With the finish line in sight, I was approached by a cute young park ranger, who asked me if I was his friend who’d had a cold. I was thoroughly confused (how does this stranger know I had a cold?) but I said yes, and Park Ranger told me he was going to run to the finish line with me. That proved to be especially helpful – with him running beside me, I was able to push even more, running as fast as I could to the finish.

(I found out later that Theresa had told him she was waiting for the girl in a tutu. Park Ranger had been drinking energy drinks all day, and told her he was going to cross the finish line with Tutu Girl.)

A volunteer cut the timing chip off my foot, another volunteer handed me a medal, and a third handed me a bottle of water. I was, and still am, overwhelmed. This was, by far, my strongest finish to race of this distance. I was tired, very tired, but I wasn’t completely spent. I didn’t throw up. I felt tired, but I felt good.

My final time was 3:29:47.2. Longer than I would have hoped, sure, but pretty doggone good considering the mess that was my training.

After the race, I knew I probably should text several friends who had been following my race and supporting my training, but I didn’t. I was tired, and too overwhelmed to deal with the emotions of contacting others.

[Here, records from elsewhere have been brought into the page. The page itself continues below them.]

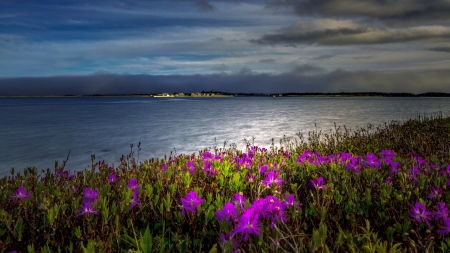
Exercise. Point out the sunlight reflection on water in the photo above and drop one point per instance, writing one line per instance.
(38, 131)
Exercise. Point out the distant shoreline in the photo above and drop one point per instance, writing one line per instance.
(229, 95)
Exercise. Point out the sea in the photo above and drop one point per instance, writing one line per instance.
(36, 132)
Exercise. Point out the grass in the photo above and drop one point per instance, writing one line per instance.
(376, 189)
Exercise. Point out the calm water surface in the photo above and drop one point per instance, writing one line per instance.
(39, 131)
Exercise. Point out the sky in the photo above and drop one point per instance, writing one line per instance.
(62, 47)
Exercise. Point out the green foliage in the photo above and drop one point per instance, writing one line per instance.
(355, 212)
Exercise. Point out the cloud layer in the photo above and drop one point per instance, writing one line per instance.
(245, 45)
(306, 78)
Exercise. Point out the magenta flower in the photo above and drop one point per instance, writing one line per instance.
(442, 211)
(248, 224)
(87, 209)
(273, 210)
(318, 183)
(419, 213)
(353, 165)
(134, 200)
(239, 199)
(435, 192)
(112, 179)
(229, 212)
(445, 229)
(21, 194)
(191, 202)
(372, 161)
(272, 178)
(133, 184)
(289, 199)
(90, 195)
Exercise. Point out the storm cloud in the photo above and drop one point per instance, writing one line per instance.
(407, 11)
(204, 6)
(52, 47)
(335, 32)
(298, 80)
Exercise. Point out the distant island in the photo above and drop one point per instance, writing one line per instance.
(219, 94)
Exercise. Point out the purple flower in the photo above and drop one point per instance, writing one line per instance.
(389, 180)
(133, 184)
(21, 194)
(419, 213)
(90, 195)
(289, 199)
(191, 202)
(248, 224)
(134, 200)
(442, 211)
(435, 192)
(273, 210)
(112, 179)
(445, 229)
(87, 209)
(387, 154)
(229, 211)
(262, 169)
(318, 183)
(353, 165)
(372, 161)
(239, 199)
(272, 178)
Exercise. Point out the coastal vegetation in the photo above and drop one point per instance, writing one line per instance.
(374, 189)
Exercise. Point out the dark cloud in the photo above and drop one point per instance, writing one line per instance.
(385, 10)
(322, 57)
(204, 6)
(329, 32)
(307, 69)
(222, 67)
(366, 57)
(445, 49)
(246, 80)
(268, 61)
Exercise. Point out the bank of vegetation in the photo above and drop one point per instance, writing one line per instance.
(376, 189)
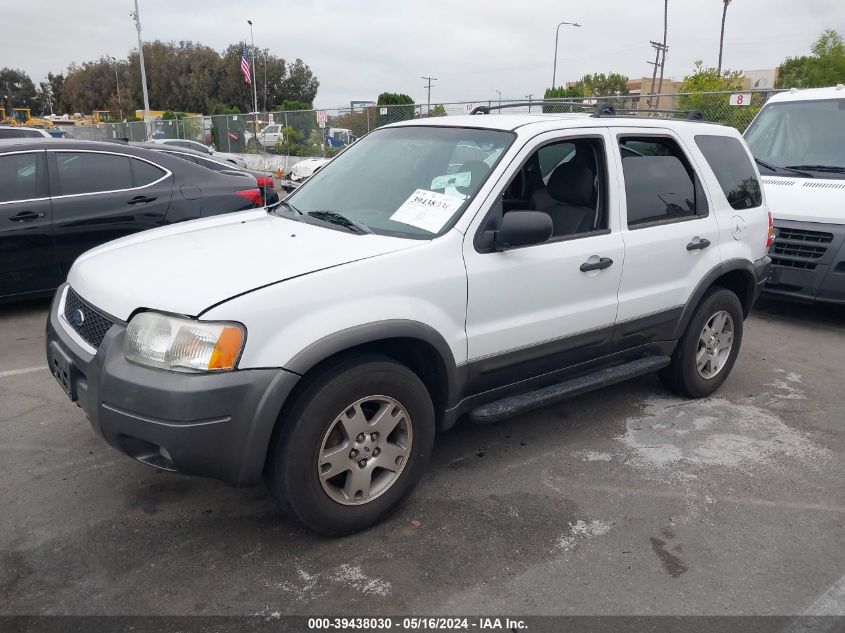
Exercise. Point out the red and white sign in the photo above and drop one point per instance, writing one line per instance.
(742, 98)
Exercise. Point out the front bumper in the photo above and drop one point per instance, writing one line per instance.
(212, 425)
(808, 262)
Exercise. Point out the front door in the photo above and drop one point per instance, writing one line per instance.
(545, 307)
(27, 259)
(101, 196)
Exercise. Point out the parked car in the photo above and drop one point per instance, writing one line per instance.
(264, 182)
(304, 169)
(225, 157)
(322, 344)
(59, 198)
(19, 131)
(798, 139)
(268, 136)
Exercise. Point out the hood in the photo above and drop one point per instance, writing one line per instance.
(185, 268)
(806, 199)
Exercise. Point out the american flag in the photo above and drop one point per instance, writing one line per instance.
(245, 66)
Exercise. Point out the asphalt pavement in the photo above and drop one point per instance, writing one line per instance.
(623, 501)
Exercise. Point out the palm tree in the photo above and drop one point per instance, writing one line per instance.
(722, 37)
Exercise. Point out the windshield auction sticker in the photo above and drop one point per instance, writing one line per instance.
(426, 210)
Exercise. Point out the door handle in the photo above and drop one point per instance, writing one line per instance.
(601, 264)
(140, 199)
(26, 216)
(697, 245)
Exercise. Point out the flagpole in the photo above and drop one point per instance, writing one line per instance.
(254, 89)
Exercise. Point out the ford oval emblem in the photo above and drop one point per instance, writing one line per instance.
(77, 317)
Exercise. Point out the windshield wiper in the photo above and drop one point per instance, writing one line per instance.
(333, 217)
(829, 168)
(776, 169)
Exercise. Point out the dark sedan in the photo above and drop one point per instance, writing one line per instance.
(59, 198)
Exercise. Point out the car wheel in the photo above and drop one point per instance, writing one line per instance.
(708, 349)
(353, 445)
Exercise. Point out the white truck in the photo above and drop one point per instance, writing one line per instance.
(798, 139)
(322, 343)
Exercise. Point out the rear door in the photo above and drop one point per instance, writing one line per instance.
(670, 231)
(27, 259)
(99, 196)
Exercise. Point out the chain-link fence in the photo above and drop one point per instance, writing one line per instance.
(326, 132)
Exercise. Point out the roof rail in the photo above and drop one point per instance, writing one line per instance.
(602, 109)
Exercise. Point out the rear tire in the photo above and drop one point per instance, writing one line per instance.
(353, 445)
(708, 349)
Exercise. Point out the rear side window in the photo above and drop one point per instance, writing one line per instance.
(145, 173)
(88, 172)
(19, 177)
(734, 171)
(660, 183)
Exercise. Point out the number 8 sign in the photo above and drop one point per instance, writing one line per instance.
(743, 98)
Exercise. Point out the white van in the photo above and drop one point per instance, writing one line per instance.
(798, 139)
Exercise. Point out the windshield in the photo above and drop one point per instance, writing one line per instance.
(405, 181)
(800, 134)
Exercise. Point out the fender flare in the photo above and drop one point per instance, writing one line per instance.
(704, 285)
(358, 335)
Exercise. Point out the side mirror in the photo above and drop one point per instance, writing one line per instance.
(523, 228)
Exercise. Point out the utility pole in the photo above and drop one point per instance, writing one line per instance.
(254, 88)
(557, 35)
(659, 49)
(722, 36)
(428, 86)
(117, 80)
(665, 48)
(136, 16)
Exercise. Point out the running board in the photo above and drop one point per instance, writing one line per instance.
(512, 405)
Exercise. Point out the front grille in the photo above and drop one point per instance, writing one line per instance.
(92, 326)
(798, 250)
(800, 235)
(793, 263)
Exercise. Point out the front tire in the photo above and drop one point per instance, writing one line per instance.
(353, 445)
(708, 349)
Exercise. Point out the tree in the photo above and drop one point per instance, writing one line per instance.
(601, 85)
(403, 112)
(695, 94)
(17, 90)
(573, 92)
(825, 67)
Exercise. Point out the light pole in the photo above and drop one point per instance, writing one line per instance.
(557, 36)
(254, 88)
(117, 80)
(722, 36)
(136, 16)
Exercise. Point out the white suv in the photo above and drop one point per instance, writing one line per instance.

I’m still struggling to sort out how I feel.

When I napped after the race (or at least, attempted to nap!), my body HURT. It took at least two or three days for the soreness to disappear completely. I had no blisters, though, and other than some chafing in my thighs, arms, and around my sportsbra, I was injury free.

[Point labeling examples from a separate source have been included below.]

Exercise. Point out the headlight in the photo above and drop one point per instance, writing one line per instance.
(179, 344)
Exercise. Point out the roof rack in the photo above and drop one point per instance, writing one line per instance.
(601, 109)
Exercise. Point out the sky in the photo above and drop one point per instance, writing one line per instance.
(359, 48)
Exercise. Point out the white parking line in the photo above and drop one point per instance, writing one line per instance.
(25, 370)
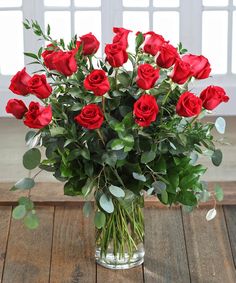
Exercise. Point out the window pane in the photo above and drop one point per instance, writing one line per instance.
(234, 44)
(214, 39)
(167, 24)
(135, 21)
(84, 24)
(215, 2)
(135, 3)
(88, 3)
(10, 3)
(57, 3)
(11, 47)
(60, 24)
(166, 3)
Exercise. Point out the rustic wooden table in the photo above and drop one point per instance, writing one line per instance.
(179, 247)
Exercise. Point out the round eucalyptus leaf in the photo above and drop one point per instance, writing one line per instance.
(31, 159)
(99, 219)
(19, 212)
(106, 203)
(116, 191)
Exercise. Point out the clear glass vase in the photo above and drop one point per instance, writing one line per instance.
(120, 243)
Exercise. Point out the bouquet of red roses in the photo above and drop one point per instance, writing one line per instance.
(112, 132)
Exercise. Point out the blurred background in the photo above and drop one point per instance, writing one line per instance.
(205, 27)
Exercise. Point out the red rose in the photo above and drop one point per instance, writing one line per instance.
(152, 43)
(17, 108)
(97, 82)
(65, 63)
(200, 66)
(38, 116)
(145, 110)
(90, 44)
(38, 85)
(121, 36)
(147, 76)
(212, 96)
(181, 72)
(48, 56)
(116, 54)
(188, 105)
(167, 56)
(90, 117)
(19, 83)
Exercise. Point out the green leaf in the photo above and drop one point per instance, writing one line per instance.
(57, 131)
(124, 79)
(23, 184)
(31, 55)
(87, 208)
(117, 144)
(159, 186)
(139, 40)
(139, 177)
(106, 203)
(32, 158)
(220, 125)
(31, 220)
(116, 191)
(219, 193)
(217, 157)
(99, 219)
(148, 156)
(164, 196)
(19, 212)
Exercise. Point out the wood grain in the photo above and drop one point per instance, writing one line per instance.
(230, 217)
(52, 194)
(29, 252)
(73, 247)
(208, 247)
(5, 220)
(134, 275)
(166, 259)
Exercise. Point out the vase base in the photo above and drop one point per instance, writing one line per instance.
(116, 262)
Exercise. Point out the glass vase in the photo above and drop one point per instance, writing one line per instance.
(120, 243)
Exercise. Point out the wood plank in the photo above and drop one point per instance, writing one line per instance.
(29, 252)
(230, 217)
(166, 258)
(52, 194)
(73, 254)
(209, 254)
(133, 275)
(5, 220)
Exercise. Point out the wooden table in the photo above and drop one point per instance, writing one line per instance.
(179, 247)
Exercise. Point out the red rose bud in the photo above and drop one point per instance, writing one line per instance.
(97, 82)
(188, 105)
(121, 36)
(19, 83)
(116, 54)
(199, 65)
(90, 117)
(145, 110)
(90, 44)
(212, 96)
(181, 72)
(167, 56)
(38, 116)
(48, 56)
(65, 63)
(38, 85)
(152, 43)
(147, 76)
(17, 108)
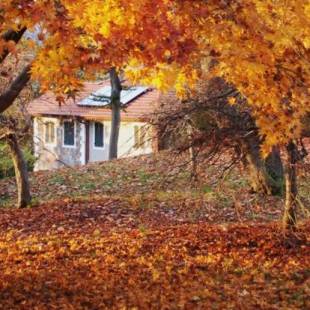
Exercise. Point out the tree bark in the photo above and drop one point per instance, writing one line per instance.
(21, 172)
(116, 89)
(9, 96)
(289, 217)
(266, 176)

I know this race was exhausting, but as the amnesia of a successful race sets in, I’m starting to feel more and more ready to run a full marathon. I’d like to heal my foot, obviously, and I am unsure of how to handle fueling for distances longer than ~16 miles or so. The applesauce packets, while efficient, are slightly bulky, and I’d have to carry a lot with me to finish 26 miles. Maybe I need to switch to gels, although I still find the cost prohibitive.

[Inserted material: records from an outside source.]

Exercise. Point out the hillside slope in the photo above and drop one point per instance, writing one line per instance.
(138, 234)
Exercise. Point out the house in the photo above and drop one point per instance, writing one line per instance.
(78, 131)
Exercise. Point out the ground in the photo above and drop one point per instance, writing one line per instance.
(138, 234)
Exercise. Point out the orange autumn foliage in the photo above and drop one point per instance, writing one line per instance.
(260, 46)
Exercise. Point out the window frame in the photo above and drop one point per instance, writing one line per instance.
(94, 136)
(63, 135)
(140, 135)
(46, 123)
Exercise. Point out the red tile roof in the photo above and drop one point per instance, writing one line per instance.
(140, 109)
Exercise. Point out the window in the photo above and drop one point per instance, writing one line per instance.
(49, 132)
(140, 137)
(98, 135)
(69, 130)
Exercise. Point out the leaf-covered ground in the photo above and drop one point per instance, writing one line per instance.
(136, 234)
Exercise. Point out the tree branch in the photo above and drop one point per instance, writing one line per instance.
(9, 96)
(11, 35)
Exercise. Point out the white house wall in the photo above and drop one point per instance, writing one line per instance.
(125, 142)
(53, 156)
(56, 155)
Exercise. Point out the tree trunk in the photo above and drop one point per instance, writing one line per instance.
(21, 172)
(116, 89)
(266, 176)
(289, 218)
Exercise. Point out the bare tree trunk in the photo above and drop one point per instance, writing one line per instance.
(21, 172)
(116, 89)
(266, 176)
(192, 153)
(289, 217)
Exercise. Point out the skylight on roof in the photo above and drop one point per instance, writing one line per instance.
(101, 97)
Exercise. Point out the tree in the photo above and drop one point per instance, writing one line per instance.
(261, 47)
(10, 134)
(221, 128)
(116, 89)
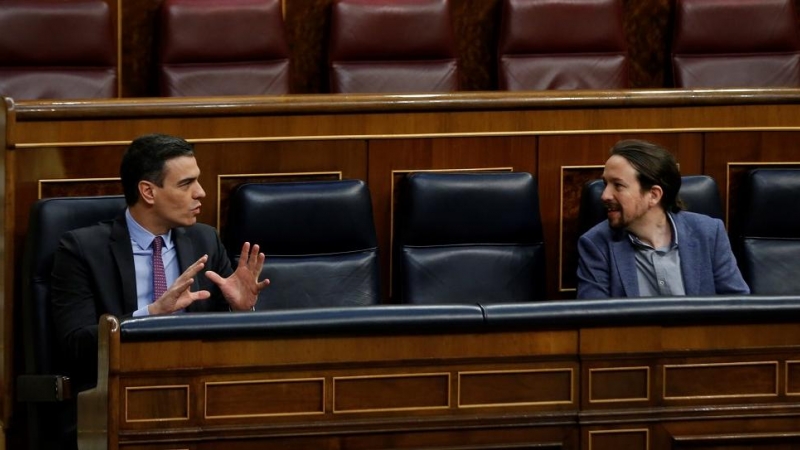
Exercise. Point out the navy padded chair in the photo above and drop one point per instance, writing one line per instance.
(770, 231)
(735, 43)
(57, 50)
(392, 46)
(699, 193)
(319, 239)
(468, 238)
(553, 44)
(45, 386)
(223, 47)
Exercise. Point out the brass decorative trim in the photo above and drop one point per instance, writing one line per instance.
(321, 381)
(396, 376)
(620, 369)
(646, 431)
(729, 165)
(154, 388)
(220, 177)
(68, 180)
(561, 287)
(789, 363)
(568, 370)
(667, 367)
(392, 198)
(343, 137)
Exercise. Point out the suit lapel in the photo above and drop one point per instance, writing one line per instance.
(122, 253)
(622, 252)
(690, 257)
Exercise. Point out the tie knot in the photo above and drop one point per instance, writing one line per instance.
(158, 244)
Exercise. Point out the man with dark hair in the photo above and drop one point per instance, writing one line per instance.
(649, 246)
(153, 259)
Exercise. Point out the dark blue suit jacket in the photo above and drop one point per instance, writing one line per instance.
(607, 267)
(94, 274)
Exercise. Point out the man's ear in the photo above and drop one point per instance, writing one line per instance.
(147, 192)
(656, 193)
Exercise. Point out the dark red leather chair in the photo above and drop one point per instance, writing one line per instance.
(223, 47)
(553, 44)
(391, 46)
(57, 50)
(735, 43)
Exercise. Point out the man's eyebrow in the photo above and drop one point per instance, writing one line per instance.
(187, 180)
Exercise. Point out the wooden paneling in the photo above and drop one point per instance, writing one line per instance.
(445, 390)
(74, 148)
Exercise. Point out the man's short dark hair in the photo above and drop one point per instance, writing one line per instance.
(144, 160)
(655, 166)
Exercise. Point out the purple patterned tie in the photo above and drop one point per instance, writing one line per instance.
(159, 277)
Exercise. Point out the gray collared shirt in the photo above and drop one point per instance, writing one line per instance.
(659, 269)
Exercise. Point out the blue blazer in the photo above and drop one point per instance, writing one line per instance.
(607, 267)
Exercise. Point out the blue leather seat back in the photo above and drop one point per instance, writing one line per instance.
(468, 238)
(770, 242)
(52, 425)
(319, 238)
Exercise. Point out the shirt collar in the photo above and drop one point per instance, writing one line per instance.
(141, 237)
(636, 241)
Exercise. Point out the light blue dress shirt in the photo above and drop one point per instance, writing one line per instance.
(142, 244)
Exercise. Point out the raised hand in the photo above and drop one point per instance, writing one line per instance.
(178, 296)
(242, 287)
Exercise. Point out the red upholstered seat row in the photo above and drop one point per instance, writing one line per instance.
(57, 49)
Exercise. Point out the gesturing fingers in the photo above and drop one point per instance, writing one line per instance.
(194, 269)
(252, 259)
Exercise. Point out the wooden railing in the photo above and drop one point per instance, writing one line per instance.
(603, 375)
(74, 148)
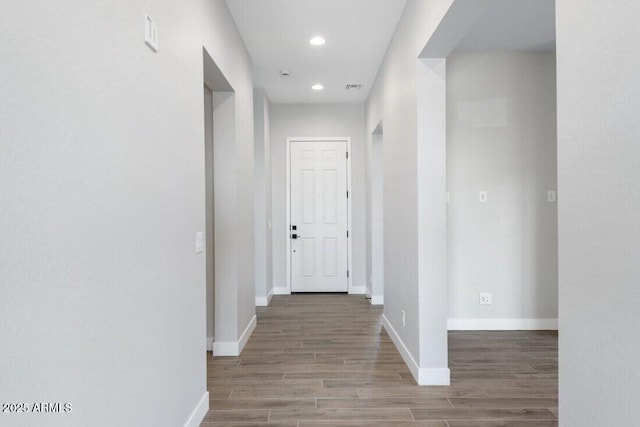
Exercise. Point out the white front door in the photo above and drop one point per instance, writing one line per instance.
(318, 228)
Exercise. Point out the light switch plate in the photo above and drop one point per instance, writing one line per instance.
(150, 33)
(485, 298)
(199, 242)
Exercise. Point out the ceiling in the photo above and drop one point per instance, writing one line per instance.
(513, 25)
(277, 33)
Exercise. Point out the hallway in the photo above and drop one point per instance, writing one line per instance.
(324, 360)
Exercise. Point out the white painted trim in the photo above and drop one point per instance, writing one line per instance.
(264, 301)
(377, 299)
(281, 290)
(502, 324)
(199, 411)
(347, 140)
(357, 290)
(234, 348)
(423, 376)
(434, 376)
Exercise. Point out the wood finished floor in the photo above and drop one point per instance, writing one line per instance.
(325, 360)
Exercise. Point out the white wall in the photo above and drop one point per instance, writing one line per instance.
(318, 120)
(375, 191)
(501, 138)
(393, 101)
(598, 219)
(264, 261)
(102, 192)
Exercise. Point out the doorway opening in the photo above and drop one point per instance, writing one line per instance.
(375, 244)
(219, 141)
(318, 215)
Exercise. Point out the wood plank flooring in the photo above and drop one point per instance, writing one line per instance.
(320, 360)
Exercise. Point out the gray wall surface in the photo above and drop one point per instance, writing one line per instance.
(598, 211)
(102, 192)
(501, 138)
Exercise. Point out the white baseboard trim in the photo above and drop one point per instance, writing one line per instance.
(199, 412)
(281, 290)
(423, 376)
(357, 290)
(502, 324)
(377, 300)
(264, 301)
(234, 348)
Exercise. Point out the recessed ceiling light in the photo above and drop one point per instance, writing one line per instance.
(317, 41)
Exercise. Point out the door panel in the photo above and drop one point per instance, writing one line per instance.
(319, 213)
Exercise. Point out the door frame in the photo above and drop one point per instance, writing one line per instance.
(347, 140)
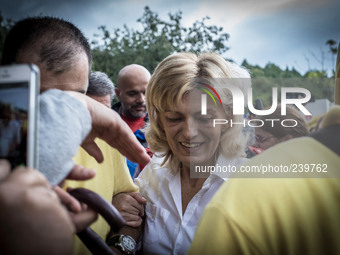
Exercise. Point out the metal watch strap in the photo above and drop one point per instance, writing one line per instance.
(115, 241)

The mental training proved to be at least as important as the physical training. I am amazed, and pleased, that I was able to hold my mind in a good place for over three hours.

I don’t know what my future holds in terms of training. The chafing on my legs is healing, so I’m sure I’ll be back to running soon. However, I probably need to incorporate more cross training or strength training. I don’t know what that will look like. Training for a full marathon will probably take quite a bit longer than training for a half, so I’ll need to organize my schedule better.

For now, though, I’m just focusing on how GOOD this feels. I’m ready for my next race now!

what a race!

I’m not even sure what to think at this point.

First there was the foot injury. Then there was the travel. Then, just to top things off, I got sick… a head cold that began as two days of a mild tickle in my throat followed by four days of coughing, sneezing, stuffy nose, laryngitis, and a horrible headache.


Thanks to the stuffy nose, then the headaches, I haven’t slept well for nearly a week.

I’m excited by my costume for tomorrow’s race, and I’m excited by the opportunity to run. But I don’t even know what to think, and the race hasn’t even started yet!

Wish me luck!

Foot injury and traveling

*edit: I wrote this on Monday, hit publish, and walked away from my computer. I didn’t realize until today that it didn’t actually publish!*

*edit edit: maybe it did publish. I dunno. Too much stress!*

I’ve been a terrible blogger during this training season. I know there are several people who care about me and still read this, though, so let me try to catch you up.


It’s been a rough one, to be honest. I have another half marathon, the Longview half, in a little under two weeks. Around late August or early September, I increased my mileage, replacing my 3.5-mile runs with 5 mile runs, in preparation for the race. At the time it made sense. I was pleased to see the spike in my weekly mileage.

Of course, it came back to bite me. My left foot began to ache, mildly at first, then much worse. Finally I realized this was not a normal tired-foot feeling, but an injury. 🙁 The pain was concentrated in the ball of my foot, where my big toe joins to the foot. With the help of Dr. Google, I think I have/had metatarsalgia. Thankfully, the treatment is simple – RICE (rest-ice-compression-elevation).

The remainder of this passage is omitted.